Plated floors are often found which are objectionable on account of their inability to hold water, arising sometimes from bad work, as often from wide spacing of rivets. With rivets arranged to be easily got at, and pitched not more than 3 inches apart, a tight floor may be expected; but it is still necessary to drain the floor by a sufficient number of holes, provided with nozzles projecting below the underside of the plate, and sufficiently long to deliver direct into gutters, where these are necessary. Drain-holes should not be less frequent than one to every 50 square feet of floor, if flat, and may advantageously be more so. Gutters should slope well, and care be taken to insure practicable joints and good methods of attachment—a matter too often left to take care of itself, with considerable after-annoyance as a result.

The use of asphalt, or asphalt concrete, to render a plated floor water-tight is hardly to be relied upon for railway bridges, though no doubt effective for those carrying roads. It is extremely difficult to insure that it shall stand the jarring and disturbance to which it may be subject, and under which it will commonly break up, and make matters worse by holding moisture, and delaying the natural drying of the floor. In bulk, as in troughs, it may be useful, but in thin coverings on plates it cannot be depended upon.

Floors having plated tops are sometimes finished over abutments or piers in a manner which is not satisfactory, either as regards the carrying of loads or accessibility for painting. If the plates are carried on to a dwarf wall with the intention that the free margin of the plate shall rest upon it, there will be a difficulty in securing this in an efficient manner. Commonly such a wall is built up after the girder work is in place, making it difficult to insure that the wall really supports the plate, the result being that this may have to carry itself as best it can. In any case, severe corrosion will occur on the underside, and the plate rust through much before the rest of the floor; the masonry also will usually be disturbed.

It appears preferable to form the end of the floor with a vertical skirting-plate having an angle or angles along the lower edge. This may come down to a dwarf wall, but preferably not to touch it, the skirting being designed to act as a carrying girder. A convenient arrangement is shown in [Fig. 19], which may be used either for a square or skew bridge. It will be seen that the plate-girders have no end-plates, the skirting referred to being carried continuously along the floor edge, and attached to each girder-web, the whole of the more important parts being open to the painter.

Fig. 19.

Trough floors consisting of one or other of the forms of pressed or rolled section present the objection that it is almost impracticable to arrange an efficient connection at the ends, if they abut against main girders, and but little connection is, as a rule, attempted, and sometimes none. The result is that the load from these troughs is delivered in an objectionable manner, and the ends being open or imperfectly closed, water and dirt escape on to the flange, or other ledge, which supports them. A description of pressed floor which promises to overcome this objection, and provide a ready means of attachment to the webs of plate-girders, or of booms having vertical plate-webs, has within the last few years been introduced. This has the ends shaped in such a manner as to close them and provide a flat surface of sufficient area for connection by rivets. Each hollow is separately drained by holes with nozzles. Whether this type of trough will develop faults of its own, due to over-straining of the metal in the act of pressing, remains to be seen; but as it appears possible to produce the desired form without any material thinning or thickening of the metal, the contention that no severe usage accompanies the process appears to be reasonable.

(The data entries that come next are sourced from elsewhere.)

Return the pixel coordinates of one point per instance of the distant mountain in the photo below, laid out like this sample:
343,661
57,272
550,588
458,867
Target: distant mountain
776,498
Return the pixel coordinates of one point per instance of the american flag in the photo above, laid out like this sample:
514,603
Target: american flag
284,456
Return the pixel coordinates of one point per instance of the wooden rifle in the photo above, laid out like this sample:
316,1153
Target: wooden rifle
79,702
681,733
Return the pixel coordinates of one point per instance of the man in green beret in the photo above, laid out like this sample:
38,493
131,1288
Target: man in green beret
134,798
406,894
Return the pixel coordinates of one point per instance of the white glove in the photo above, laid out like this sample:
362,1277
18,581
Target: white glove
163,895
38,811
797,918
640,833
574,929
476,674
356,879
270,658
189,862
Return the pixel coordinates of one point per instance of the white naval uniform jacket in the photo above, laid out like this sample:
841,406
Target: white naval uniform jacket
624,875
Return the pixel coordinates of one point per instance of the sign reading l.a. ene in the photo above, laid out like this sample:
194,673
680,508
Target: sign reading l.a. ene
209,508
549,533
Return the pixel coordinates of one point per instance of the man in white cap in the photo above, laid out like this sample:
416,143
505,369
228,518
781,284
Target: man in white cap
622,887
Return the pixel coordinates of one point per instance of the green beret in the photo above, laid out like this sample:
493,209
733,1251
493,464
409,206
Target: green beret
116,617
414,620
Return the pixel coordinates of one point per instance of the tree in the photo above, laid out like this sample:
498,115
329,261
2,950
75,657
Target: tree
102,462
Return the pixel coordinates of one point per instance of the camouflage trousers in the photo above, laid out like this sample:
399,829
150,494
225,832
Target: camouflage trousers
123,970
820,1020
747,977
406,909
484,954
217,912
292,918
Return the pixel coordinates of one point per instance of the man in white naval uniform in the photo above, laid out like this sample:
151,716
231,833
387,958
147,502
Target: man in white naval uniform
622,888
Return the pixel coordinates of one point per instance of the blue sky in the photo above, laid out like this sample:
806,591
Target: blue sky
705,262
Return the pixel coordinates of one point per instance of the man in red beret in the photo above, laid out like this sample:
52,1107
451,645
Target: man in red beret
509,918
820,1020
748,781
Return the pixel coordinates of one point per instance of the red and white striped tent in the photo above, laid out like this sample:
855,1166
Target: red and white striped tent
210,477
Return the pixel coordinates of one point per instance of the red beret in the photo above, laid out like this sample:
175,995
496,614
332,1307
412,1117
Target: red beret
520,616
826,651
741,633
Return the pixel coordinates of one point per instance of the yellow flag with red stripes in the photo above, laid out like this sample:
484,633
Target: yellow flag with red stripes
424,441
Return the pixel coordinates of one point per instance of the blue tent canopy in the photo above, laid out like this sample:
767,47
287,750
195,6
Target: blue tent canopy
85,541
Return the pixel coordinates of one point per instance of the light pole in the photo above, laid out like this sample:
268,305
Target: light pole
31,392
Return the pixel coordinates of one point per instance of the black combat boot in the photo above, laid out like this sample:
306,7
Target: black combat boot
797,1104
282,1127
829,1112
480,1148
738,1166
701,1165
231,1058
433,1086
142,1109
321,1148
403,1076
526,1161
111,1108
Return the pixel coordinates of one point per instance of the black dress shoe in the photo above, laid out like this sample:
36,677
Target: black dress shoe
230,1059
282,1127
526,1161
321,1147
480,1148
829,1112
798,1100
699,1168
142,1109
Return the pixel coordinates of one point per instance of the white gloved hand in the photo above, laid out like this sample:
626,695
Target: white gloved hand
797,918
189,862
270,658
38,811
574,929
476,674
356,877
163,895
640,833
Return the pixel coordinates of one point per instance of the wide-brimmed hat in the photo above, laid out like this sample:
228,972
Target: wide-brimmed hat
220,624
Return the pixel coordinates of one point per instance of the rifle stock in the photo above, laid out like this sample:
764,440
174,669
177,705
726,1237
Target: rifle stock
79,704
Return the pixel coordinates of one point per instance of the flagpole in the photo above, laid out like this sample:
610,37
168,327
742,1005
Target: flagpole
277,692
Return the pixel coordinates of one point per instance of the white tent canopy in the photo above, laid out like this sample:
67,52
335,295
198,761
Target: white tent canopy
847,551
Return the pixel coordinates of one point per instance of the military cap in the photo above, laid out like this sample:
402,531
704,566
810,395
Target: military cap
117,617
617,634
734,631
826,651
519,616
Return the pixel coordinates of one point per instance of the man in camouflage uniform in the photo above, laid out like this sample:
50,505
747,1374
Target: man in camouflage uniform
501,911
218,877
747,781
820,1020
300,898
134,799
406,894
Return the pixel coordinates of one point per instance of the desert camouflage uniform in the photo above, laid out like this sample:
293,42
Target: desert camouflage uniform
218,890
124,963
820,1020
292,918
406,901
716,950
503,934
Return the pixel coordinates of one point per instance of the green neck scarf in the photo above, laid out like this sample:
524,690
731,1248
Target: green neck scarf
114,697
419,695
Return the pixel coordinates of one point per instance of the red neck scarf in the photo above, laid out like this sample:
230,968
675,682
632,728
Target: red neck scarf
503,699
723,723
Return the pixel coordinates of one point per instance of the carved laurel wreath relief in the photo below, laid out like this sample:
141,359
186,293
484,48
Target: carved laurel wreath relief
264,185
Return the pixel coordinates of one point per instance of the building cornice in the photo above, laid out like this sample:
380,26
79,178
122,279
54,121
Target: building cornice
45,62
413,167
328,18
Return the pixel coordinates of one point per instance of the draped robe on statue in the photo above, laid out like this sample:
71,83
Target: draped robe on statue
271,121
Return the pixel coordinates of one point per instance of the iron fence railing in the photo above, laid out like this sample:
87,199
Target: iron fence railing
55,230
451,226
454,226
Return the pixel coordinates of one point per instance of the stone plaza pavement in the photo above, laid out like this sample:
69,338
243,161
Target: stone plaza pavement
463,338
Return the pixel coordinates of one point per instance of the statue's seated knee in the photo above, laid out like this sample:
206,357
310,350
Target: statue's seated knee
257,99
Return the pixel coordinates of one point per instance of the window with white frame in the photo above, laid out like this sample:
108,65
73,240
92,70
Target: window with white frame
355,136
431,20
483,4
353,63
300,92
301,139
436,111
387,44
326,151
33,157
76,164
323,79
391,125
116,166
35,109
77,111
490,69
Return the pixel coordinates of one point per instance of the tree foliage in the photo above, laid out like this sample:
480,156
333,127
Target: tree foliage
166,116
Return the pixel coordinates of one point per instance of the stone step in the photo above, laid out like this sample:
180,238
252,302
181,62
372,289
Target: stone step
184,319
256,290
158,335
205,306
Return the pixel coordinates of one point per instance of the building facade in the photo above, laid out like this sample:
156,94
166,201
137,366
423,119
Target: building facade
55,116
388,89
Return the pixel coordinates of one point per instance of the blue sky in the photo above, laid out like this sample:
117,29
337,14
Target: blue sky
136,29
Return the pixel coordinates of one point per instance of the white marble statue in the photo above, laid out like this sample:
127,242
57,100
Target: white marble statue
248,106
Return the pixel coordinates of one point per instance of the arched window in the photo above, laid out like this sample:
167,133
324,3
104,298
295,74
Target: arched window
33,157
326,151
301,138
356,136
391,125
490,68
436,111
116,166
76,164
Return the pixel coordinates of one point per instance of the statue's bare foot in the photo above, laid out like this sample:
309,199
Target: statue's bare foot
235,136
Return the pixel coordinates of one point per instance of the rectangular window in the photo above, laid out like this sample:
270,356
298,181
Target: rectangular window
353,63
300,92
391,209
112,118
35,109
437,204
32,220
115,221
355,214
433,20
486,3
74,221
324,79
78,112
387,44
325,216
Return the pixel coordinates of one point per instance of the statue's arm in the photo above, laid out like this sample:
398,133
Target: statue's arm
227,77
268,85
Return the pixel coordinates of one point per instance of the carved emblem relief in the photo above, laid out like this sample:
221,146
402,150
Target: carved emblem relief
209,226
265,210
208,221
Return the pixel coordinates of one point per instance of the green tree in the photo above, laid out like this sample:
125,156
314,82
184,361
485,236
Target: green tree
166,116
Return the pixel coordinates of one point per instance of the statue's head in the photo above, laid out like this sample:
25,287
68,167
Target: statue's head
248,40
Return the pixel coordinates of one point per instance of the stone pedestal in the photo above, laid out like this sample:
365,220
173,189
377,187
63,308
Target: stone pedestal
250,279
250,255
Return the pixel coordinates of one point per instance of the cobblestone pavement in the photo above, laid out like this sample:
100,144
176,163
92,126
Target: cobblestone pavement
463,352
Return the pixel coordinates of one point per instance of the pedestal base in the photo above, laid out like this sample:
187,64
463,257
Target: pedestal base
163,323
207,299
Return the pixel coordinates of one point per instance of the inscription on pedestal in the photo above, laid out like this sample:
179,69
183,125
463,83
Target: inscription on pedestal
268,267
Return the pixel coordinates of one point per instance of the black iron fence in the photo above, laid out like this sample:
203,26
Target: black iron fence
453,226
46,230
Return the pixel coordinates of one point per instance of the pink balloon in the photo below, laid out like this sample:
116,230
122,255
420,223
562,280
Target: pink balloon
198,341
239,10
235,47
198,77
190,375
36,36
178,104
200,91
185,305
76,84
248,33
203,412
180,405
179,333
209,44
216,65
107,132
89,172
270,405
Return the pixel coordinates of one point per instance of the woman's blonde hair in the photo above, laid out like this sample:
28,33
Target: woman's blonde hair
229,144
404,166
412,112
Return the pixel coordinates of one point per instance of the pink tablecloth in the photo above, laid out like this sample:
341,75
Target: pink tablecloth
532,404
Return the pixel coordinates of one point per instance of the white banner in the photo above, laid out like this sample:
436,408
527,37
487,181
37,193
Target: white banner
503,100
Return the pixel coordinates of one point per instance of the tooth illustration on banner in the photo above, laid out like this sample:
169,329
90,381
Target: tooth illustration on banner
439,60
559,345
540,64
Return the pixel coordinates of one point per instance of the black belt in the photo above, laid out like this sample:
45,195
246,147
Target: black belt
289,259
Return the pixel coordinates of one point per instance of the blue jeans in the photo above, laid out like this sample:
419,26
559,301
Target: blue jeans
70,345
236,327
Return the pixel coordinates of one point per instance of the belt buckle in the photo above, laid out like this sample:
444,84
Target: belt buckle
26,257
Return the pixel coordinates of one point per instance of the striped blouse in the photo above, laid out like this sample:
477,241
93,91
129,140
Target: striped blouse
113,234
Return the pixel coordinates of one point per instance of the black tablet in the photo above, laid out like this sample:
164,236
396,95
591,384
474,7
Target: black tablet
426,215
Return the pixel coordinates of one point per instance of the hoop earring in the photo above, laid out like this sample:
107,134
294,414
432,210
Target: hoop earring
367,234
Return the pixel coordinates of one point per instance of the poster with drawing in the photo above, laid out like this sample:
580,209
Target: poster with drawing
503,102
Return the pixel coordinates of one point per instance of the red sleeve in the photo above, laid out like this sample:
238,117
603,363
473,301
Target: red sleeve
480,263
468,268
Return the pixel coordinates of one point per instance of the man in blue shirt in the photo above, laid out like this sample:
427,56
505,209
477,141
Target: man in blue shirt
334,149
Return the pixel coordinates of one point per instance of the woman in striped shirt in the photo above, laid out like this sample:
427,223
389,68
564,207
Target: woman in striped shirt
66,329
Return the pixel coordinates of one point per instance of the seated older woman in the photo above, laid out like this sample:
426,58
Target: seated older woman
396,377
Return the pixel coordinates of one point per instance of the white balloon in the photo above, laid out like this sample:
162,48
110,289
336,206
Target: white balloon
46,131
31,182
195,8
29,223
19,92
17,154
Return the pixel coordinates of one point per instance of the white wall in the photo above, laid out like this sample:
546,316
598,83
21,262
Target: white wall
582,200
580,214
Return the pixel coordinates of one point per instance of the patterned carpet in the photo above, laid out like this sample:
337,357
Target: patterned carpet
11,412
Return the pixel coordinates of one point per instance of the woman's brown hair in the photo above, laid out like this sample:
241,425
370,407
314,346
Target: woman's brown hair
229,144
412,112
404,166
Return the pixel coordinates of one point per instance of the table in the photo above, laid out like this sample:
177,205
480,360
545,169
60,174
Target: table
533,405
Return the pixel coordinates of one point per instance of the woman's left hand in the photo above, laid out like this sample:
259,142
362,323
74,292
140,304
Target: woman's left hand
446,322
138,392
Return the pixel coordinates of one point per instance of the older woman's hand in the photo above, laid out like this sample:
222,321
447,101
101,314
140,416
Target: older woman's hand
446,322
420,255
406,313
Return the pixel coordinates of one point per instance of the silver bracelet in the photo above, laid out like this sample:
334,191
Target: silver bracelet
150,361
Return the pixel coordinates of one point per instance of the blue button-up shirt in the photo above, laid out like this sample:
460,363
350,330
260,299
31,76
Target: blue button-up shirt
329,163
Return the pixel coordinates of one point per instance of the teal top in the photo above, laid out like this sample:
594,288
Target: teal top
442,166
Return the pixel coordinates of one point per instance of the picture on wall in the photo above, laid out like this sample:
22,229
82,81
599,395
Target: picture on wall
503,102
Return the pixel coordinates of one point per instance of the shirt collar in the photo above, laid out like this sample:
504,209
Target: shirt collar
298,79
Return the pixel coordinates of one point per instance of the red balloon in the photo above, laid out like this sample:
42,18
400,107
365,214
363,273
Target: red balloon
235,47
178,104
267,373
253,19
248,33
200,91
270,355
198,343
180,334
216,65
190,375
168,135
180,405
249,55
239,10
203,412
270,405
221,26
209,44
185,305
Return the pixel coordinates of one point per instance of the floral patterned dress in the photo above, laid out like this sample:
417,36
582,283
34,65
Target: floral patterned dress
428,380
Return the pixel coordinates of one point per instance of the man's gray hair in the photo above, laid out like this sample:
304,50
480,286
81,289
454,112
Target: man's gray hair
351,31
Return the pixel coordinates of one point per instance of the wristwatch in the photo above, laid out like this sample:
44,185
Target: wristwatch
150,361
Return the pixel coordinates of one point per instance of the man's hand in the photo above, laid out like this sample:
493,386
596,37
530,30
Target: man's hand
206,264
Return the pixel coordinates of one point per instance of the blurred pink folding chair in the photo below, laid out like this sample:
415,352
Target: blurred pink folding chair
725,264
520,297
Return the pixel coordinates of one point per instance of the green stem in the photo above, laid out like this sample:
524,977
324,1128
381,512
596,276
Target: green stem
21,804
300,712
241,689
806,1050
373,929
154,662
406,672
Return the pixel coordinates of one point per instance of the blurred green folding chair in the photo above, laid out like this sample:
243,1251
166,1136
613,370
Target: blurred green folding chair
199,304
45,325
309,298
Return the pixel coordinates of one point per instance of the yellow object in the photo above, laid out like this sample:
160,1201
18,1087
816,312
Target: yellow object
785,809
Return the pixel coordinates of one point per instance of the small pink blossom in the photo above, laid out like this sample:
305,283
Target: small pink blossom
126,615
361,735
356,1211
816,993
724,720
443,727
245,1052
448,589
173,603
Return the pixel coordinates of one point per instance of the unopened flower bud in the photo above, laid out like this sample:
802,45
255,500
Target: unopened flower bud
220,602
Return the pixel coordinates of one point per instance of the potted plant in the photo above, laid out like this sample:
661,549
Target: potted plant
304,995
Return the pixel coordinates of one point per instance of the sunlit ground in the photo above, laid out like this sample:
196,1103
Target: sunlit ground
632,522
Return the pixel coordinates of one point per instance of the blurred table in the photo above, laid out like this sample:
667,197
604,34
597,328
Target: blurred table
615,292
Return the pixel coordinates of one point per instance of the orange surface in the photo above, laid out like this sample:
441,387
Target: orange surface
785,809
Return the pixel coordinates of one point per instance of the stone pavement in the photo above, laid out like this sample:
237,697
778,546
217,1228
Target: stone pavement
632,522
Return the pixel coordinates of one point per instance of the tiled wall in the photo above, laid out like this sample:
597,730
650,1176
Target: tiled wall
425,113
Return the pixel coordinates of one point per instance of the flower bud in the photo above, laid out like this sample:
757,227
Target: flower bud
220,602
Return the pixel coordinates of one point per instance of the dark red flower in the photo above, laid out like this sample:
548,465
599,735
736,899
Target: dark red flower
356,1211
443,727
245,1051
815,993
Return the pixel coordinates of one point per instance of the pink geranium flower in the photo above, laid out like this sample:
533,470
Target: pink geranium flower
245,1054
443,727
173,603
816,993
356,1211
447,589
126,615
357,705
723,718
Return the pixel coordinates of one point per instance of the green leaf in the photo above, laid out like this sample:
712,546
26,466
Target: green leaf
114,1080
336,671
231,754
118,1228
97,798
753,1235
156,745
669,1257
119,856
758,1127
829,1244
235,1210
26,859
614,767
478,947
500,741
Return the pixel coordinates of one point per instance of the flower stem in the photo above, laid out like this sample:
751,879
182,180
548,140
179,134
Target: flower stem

That form of troughing in which the top and bottom portions are separately formed, and connected by a horizontal seam of rivets at mid-depth, is found in use upon railway bridges to be very liable to loosening of those rivets near the ends; less surprising, perhaps, because the sloping sides are usually thin.

It is a distinctly difficult matter to join two or more lengths of any trough flooring having sloping sides, in a workmanlike manner; the fit of covers is apt to be imperfect, and some rivets, being difficult of access, are likely to be but indifferently tight, so that if the joint occurs where it will be more than lightly stressed, trouble will probably follow. A bad place for such joints is immediately over girders supporting the troughs, as there the stress will be most severe, any leakage come directly upon the girder, and remedial measures be more difficult to carry out.